Ivonne Holliday ● 56d

Robert is right when he says that the money from NI contributions isn’t especially allocated to finance current state pensions. Nevertheless it goes into a pot which finances all state expenditure, including pension payments to those who are now retired. But to return to the Budget, Rachel Reeves’ justification for breaking election pledges is the ‘£22 billion black hole’ she discovered on taking office, confirmed, she said, by the OBR. It now appears that the OBR only claim that there was a shortfall of £9 billion. So the rest of the £22 billion is money which Labour has chosen to spend in contradiction to Keir Starmer’s assurance before the election that Labour would not be a tax and spend government.Nevertheless the claim that the Conservatives concealed £9 billion of spending commitments from the OBR before the April Budget is a serious charge. I have no idea whether this accusation is true or not. Jeremy Hunt has denied it.  But I would make two observations. One is that if concealment took place it could not just be Jeremy Hunt who was responsible. It is not as if Jeremy Hunt had secret papers locked in his desk. Government doesn’t work like that. There must have been a conspiracy involving Treasury officials hiding information from the OBR. Is this possible?
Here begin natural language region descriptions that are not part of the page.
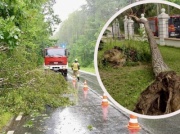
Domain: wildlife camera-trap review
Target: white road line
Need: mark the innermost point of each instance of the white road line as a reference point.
(108, 101)
(19, 117)
(10, 132)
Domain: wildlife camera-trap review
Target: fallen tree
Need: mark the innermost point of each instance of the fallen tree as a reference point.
(163, 95)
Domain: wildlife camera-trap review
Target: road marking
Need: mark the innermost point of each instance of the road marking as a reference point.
(19, 116)
(10, 132)
(108, 101)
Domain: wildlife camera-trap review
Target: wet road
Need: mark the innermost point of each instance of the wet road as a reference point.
(86, 117)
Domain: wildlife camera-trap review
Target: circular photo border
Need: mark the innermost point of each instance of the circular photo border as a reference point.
(96, 53)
It is also surprising that the OBR did not invite Jeremy Hunt to respond to the claims of concealment, or even show him a draft of what they were going to say, before publishing their report. That is surely contrary to normal practice and seems very unfair.

Steven Rose ● 56d

You are very generous to Rachel Reeves, Robert, more generous, I fear, than she deserves. I am not in the least impressed by the fact that she is the first female Chancellor, a fact which she tediously chose to repeat at the beginning of her long speech. I don’t think Rishi Sunak ever mentioned that he was the first Asian to become Prime Minister when he was first appointed.  A mark of an emancipated society is that individuals can be appointed to high offices of state without need of mentioning their gender or heritage.I particularly disliked the way in which Rachel Reeves spent much of her speech attacking the Tories, failing to give any credit at all to her predecessors for helping the country to recover from the pandemic. This was clearly an attempt on her part to deflect criticism from the fact that she has broken Labour’s election pledges not to increase National Insurance or to vere from strict fiscal rules on borrowing, breaches of faith which she sought to blame on the ‘black hole’ left by the Tories.  She also undermined the political independence of the OBR by by claiming they were on her side in criticising the Tories, a move rightly denounced by Rishi Sunak in his excellent demolition of her speech.It was a  mega tax and spend  budget. Unfortunately increased taxation inhibits growth. And spending on public services is all very well providing the money is wisely spent. But the way doctors and train drivers were awarded inflationary pay settlements without being tied to increased productivity gives little confidence that Labour will make good use of all the money the Budget has raised. Furthermore the Budget depends on a number of hopeful, some would say fantasy. forecasts, such as the pledge to save £6 billion through measures to stop tax avoidance and evasion. Every government promises to clamp down on this but none has succeeded.